11 comments

  • Lerc 2 hours ago

    There's a second half of a two hour video on YouTube which talks about creating embeddings using some pre transforms followed by SVD with some distance shenanigans,

    https://www.youtube.com/watch?v=Z6s7PrfJlQ0&t=3084s

    It's 4 years old and seems to be a bit of a hidden gem. Someone even pipes up at 1:26 to say "This is really cool. Is this written up somewhere?"

    [snapshot of the code shown]

        %%time
        cooc = vectorizers.TokenCooccurrenceVectorizer(
            window_orientation="after",
            kernel_function="harmonic",
            min_document_occurrences=5,
            window_radius=20,
        ).fit(tokenized_news)
        
        context_after_matrix = cooc.transform(tokenized_news)
        context_before_matrix = context_after_matrix.transpose()
    
        cooc_matrix = scipy.sparse.hstack([context_before_matrix, context_after_matrix])
        cooc_matrix = sklearn.preprocessing.normalize(cooc_matrix, norm="max", axis=0)
        cooc_matrix = sklearn.preprocessing.normalize(cooc_matrix, norm="l1", axis=1)
        cooc_matrix.data = np.power(cooc_matrix.data, 0.25)
    
        u, s, v = scipy.sparse.linalg.svds(cooc_matrix, k=160)
        word_vectors = u @ scipy.sparse.diags(np.sqrt(s))
    
    
    CPU times: user 3min 5s, sys: 20.2 s, total: 3min 25s

    Wall time: 1min 26s

    • nighthawk454 2 hours ago

      That’s Leland McInnes - author of UMAP, the widely-used dimension reduction tool

      • Lerc 2 hours ago

        I know, I mentioned his name in a post last week, Figured doing so again might seem a bit fanboy-ish. I am kind-of a fan but mostly a fan of good explanations. He's just self-selecting for the group.

  • chaps 9 hours ago

    To the authors: Please expand your acronyms at least once! I had to stop reading to figure out what "KSVD" stands for.

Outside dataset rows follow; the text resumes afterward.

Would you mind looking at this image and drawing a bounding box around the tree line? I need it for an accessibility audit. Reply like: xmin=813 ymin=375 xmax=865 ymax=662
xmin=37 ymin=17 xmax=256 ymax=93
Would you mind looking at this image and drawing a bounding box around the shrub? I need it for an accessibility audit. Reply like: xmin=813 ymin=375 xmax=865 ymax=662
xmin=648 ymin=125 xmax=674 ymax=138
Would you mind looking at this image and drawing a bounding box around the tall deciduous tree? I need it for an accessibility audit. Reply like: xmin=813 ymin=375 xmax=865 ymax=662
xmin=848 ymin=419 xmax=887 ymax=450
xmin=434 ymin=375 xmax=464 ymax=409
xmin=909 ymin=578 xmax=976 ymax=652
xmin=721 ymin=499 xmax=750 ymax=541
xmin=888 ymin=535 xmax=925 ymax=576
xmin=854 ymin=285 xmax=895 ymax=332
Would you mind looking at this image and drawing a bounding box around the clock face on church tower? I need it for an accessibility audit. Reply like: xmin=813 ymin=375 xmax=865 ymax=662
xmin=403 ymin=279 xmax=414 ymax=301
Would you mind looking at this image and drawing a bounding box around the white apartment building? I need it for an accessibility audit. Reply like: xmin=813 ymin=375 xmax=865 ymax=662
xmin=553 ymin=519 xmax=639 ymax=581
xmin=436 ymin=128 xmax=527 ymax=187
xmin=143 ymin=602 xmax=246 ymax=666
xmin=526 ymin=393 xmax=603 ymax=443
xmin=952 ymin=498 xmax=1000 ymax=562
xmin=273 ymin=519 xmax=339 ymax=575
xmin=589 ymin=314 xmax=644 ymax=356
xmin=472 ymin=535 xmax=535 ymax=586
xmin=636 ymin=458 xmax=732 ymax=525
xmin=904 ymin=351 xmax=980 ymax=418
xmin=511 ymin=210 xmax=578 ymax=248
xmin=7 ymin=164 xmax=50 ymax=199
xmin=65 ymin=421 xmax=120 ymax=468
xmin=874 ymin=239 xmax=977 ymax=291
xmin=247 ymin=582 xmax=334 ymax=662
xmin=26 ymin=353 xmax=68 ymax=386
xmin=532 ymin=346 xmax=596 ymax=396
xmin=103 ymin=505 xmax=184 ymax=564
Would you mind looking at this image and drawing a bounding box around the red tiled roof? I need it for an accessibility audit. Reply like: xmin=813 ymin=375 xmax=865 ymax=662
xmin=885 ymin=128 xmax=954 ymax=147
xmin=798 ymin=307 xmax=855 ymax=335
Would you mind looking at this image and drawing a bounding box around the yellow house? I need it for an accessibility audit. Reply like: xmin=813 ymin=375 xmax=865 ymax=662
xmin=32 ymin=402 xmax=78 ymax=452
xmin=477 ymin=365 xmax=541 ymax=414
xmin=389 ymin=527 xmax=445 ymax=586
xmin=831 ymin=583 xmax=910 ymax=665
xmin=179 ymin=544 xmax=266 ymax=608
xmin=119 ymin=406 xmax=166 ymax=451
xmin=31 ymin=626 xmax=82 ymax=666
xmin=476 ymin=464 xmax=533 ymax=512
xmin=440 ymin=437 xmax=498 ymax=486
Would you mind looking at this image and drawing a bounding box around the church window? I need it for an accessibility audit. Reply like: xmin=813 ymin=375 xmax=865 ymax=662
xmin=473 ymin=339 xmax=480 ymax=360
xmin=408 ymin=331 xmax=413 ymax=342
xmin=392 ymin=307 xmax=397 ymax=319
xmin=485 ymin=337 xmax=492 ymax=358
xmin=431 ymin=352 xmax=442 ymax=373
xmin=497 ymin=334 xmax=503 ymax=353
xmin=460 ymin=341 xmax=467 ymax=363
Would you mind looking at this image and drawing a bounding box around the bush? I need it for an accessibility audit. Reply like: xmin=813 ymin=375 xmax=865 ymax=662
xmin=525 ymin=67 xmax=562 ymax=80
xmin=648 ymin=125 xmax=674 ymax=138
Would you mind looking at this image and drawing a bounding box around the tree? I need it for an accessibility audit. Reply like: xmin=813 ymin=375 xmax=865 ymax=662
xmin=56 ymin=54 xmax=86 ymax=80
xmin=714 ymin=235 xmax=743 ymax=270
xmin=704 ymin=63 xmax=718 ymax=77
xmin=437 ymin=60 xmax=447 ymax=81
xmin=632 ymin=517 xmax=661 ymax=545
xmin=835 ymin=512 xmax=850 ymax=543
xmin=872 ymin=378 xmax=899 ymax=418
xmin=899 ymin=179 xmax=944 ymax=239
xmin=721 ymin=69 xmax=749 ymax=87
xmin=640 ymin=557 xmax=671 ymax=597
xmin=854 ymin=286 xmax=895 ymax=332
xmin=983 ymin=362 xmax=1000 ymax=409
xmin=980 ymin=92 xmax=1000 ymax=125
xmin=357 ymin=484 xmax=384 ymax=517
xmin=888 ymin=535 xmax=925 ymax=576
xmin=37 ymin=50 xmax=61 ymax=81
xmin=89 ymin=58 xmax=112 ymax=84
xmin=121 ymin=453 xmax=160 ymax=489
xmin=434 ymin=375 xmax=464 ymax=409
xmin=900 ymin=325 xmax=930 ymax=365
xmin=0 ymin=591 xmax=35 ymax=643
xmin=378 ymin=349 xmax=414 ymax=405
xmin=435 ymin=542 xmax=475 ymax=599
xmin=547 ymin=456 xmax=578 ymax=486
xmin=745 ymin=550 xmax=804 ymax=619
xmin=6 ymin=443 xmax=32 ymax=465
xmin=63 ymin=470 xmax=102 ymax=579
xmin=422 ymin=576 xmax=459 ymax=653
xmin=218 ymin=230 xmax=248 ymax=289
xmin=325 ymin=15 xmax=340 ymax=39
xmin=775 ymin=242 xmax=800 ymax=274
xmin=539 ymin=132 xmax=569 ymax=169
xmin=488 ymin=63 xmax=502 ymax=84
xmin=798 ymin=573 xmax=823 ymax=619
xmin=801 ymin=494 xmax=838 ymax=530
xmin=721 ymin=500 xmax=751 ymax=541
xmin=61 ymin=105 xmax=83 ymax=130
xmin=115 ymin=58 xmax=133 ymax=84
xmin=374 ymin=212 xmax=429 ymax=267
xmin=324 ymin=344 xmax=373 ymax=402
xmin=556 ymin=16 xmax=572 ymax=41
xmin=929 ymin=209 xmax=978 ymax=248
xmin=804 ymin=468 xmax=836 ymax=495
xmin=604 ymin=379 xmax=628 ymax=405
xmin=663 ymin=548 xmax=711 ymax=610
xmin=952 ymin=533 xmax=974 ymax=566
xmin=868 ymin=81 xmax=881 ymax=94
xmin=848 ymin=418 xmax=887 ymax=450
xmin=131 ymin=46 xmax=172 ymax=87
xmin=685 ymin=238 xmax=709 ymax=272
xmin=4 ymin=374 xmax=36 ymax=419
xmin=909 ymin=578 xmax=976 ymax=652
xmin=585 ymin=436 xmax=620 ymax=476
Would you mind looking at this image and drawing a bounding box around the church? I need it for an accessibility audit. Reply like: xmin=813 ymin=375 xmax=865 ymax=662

    Learning what it stands for* wasn't particularly helpful in this case, but defining the term would've kept me on your page.

    *K-Singular Value Decomposition

    • jmount 7 hours ago

      Strongly agree. I even searched to see I wasn't missing it. I mean yeah "SVD" is likely singular value decomposition, but in this context you have other acronyms bouncing around your head (like support vector machine- just need to get rid of the m).

    • JSteph22 7 hours ago

      I'm surprised the authors just completely abandon the standard first-use notation for acronyms.

  • djoldman 9 hours ago
  • sdenton4 2 hours ago

    This is great, and very relevant to some problems I've been looking around on white boards lately. Exceptionally well timed.

  • snovv_crash 7 hours ago

    Basically find the primary eigenvectors.

    • sdenton4 2 hours ago

      It's not, though...

      In sparse coding, you're generally using an over-complete set of vectors which decompose the data into sparse activations.

      So, if you have a dataset of hundred dimensional vectors, you want to find a set of vectors where each vector is well described as a combination of ~4 of the "basis" vectors.